The official Cardinals Hall of Fame and Museum will open as part of Ballpark Village next spring, and construction is moving along nicely. Last month, the United Cardinal Bloggers gave our ideas on what we’d like to see in the museum — our choices are here. This month, we take a look at the five individuals we’d like to see inducted into the Cardinals Hall of Fame.
Like any election, we had rules to follow. All those who the Cardinals have already honored by retiring their numbers are already included in the Hall of Fame. A player must be retired, or seem to be retired (such as, for example, Scott Rolen). And there’s no limit on service time.

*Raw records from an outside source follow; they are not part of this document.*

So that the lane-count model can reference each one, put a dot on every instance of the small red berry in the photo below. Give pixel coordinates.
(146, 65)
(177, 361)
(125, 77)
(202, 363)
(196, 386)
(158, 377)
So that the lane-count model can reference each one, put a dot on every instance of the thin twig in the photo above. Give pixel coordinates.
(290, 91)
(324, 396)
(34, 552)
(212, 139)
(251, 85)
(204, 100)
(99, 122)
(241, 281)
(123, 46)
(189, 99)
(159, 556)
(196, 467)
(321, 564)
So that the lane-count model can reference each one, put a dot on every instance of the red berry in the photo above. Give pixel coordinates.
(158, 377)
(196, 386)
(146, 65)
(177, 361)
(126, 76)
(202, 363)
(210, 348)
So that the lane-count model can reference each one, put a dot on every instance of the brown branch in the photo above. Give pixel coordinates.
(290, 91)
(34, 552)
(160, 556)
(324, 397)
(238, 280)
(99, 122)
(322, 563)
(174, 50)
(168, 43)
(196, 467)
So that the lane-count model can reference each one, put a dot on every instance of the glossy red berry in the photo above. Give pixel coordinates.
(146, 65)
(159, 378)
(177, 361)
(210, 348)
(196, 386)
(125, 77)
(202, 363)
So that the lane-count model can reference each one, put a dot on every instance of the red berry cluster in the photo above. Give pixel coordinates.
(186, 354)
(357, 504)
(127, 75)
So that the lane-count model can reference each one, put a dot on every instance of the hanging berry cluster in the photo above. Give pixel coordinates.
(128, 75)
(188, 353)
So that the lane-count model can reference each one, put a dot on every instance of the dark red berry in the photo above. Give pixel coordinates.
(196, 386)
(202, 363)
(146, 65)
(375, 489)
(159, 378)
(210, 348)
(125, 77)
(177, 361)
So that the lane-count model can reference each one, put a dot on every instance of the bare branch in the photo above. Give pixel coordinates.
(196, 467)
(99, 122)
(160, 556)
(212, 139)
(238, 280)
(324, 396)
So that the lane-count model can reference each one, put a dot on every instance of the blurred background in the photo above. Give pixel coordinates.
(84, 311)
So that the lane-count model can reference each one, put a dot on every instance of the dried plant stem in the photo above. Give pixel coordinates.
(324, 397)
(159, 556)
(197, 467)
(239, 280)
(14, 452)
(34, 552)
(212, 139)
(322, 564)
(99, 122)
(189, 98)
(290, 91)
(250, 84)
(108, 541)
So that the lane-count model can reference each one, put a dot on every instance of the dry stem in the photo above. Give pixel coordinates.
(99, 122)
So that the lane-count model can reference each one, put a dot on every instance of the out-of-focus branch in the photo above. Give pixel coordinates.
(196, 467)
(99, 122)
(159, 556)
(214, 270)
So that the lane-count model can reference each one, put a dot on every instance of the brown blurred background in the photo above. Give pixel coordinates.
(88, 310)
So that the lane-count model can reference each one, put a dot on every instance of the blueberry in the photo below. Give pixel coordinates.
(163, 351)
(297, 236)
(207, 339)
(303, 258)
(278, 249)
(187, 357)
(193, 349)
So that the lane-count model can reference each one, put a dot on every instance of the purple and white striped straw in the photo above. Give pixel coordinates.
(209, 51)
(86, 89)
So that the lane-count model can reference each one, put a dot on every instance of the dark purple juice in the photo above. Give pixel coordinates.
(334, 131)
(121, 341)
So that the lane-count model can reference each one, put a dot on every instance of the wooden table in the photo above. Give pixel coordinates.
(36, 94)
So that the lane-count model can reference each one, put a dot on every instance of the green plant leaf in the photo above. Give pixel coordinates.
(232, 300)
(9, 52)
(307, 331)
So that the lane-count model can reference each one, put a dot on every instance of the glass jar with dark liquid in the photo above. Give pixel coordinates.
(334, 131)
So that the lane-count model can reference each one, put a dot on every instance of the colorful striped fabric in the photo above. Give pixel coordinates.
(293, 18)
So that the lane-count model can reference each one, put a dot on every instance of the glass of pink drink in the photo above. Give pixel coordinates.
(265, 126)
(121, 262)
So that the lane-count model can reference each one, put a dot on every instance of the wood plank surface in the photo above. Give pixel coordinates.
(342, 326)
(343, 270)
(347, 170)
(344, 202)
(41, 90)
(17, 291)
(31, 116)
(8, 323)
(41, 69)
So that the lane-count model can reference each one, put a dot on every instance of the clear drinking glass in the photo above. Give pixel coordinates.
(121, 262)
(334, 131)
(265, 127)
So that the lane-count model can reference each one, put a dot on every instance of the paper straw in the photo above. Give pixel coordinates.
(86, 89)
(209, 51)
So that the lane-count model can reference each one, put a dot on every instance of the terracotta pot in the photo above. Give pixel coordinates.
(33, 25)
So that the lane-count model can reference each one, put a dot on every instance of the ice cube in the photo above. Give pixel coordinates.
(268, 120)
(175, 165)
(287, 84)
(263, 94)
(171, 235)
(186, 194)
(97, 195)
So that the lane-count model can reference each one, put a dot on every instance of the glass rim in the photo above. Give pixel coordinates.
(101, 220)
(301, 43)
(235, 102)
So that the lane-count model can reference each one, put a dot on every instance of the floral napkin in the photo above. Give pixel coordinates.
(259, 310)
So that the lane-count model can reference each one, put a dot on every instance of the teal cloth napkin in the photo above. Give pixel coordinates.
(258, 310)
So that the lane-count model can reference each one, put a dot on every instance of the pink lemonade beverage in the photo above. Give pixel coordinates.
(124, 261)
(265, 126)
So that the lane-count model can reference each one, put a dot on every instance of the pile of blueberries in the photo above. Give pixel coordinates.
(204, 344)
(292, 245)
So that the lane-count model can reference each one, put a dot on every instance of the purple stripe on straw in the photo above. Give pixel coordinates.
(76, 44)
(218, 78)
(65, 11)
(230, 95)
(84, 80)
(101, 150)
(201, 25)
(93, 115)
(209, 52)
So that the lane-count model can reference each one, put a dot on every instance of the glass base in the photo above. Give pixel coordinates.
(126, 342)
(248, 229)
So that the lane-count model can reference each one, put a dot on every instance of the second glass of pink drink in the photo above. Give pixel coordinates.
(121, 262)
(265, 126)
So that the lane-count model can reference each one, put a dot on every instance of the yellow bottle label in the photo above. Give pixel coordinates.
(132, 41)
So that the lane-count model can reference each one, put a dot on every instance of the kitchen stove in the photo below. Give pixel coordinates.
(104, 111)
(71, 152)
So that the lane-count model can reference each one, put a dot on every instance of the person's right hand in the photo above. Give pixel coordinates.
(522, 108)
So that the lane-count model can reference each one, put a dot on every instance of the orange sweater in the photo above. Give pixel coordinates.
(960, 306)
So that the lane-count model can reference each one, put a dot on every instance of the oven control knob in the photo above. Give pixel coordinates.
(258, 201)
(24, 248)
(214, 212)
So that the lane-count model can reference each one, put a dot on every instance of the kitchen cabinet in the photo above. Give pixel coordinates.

So, with those in place, here, in alphabetical order, are the choices for the Cardinals Hall of Fame.
No player compressed more moments into three years than The Ripper. People don’t remember, but when the Cardinals lost Bruce Sutter as a free agent to Atlanta after the 1984 season, most everyone was predicting them to finish last or well below .500. But when the Cardinals got Jack Clark for pretty much nothing in a trade with the Giants, I knew better. I knew how great Clark was — he was the NL’s Eddie Murray, the most dangerous guy at the plate in the league.
And he proved it in Game 6 of the 1985 NLCS — top of the ninth, Cardinals looking like they’d face Orel Hershisher in Game 7 in LA, two runners on. First pitch, boom.